0As Paul becomes an increasingly larger presence in his children’s lives, he disrupts the stability of the family and challenges the couple’s perceptions of gender roles, sexuality, and family.
The Kids Are All Right comes from a tradition of films that calls into question – either explicitly or implicitly – the strict definitions of sexual attraction and gender that dominate conventional thinking.
Transamerica (2005)
Transamerica is a movie that instructs viewers to look beneath surface appearances. The ostensible genre that Transamerica belongs to is the road-trip movie.
The main character–a transsexual woman (transitioning from male to female)–drives with her long-lost son across the country from New York to L.A. Looking closer, Transamerica works as a coming-of age story, a father-son story, a mother-son story and a comedy of errors.
With intelligence, humor, and honesty, this movie explores how trans-sexuality affects not only individuals but the families and communities they belong to.
Chasing Amy (1997)
Directed by Kevin Smith (the director of the Clerks series, Mallrats, etc), Chasing Amy is a hilarious movie with an utterly candid approach to sexuality that challenges the bro-comedy of most mainstream comedy films (not to mention pretty much every other movie Smith has made).
Two successful comic book writers (played by Ben Affleck and Jason Lee, who is incredible in this movie) have their friendship tested when Affleck falls for a funny, beautiful graphic novelist.
The hitch? She’s a lesbian. Smith throws in his usual hilarious pop-culture riffing with a heartfelt love story that defies conventional notions of sexuality. After Chasing Amy, you will never look at a “bromance” in the same way.
Priscilla, Queen of the Desert (1994)
In this Australian film, three drag queens travel across the Australian Outback in a crappy tour bus that they dub “Priscilla, Queen of the Desert.” Along the way, their bus breaks down, they face homophobia and violence, and deal with loss.
But make no mistake – this is a frequently hilarious, deliberately campy movie that is a lot of fun to watch. The movie manages to explore heavy thematic material like tolerance and compromise without an ounce of pretension.
Some Like it Hot (1959)
Directed by the prolific Billy Wilder, and starring comedic superstars Tony Curtis and Jack Lemmon alongside the larger-than-life Marilyn Monroe, this groundbreaking comedy plays with gender notions in a hilarious, upbeat way, playfully transcending the stodgy gender structures of the 1950s.
The film’s two main characters, two speak-easy jazz band players portrayed by Curtis and Lemmon, witness a brutal mafia crime and must cross-dress in order to flee south with an all-girl band. When one of the guys, posing as a girl, falls for Marilyn Monroe, hilarity ensues.

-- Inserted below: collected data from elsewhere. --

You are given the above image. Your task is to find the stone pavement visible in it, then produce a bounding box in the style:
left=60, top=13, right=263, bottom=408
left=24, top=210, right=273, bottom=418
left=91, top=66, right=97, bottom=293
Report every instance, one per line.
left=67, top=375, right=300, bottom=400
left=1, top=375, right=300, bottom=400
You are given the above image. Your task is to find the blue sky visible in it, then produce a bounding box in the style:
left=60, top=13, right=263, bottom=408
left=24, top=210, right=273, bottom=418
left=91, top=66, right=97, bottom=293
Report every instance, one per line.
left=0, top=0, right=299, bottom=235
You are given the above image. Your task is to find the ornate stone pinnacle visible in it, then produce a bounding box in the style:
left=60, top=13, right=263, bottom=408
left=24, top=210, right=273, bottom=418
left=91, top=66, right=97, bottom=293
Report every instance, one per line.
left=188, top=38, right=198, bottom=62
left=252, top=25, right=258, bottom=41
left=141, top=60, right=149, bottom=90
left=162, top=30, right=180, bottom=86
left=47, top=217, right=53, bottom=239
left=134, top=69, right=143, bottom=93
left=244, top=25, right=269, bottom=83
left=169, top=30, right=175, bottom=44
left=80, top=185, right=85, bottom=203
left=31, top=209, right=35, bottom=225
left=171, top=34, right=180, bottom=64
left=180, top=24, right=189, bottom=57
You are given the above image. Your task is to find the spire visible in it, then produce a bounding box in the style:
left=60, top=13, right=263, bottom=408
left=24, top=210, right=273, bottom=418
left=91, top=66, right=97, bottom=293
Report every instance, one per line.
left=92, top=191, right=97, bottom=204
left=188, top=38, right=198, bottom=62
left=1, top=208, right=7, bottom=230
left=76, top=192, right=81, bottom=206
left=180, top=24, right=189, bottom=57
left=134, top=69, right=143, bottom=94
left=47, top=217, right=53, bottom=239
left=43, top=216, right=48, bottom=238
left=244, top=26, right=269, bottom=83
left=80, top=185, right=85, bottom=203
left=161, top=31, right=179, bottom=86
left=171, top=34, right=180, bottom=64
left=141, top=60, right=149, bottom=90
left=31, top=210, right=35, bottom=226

The movie takes all the classic, wretched gender norms and flips them inside out in a witty and enlightening way.
A Florida Enchantment (1914)
This silent film has been canonized as the first lesbian movie.
An upper-class Yankee woman takes a magical seed and becomes a male, transforming from Lillian Travers into Lawrence Talbot.
Critical consensus calls this transformation the rise of the butch lesbian.
While the themes and the sexual alignments are sometimes muted and muddled, it’s an extremely interesting film to explore, one which will surely inspire debate.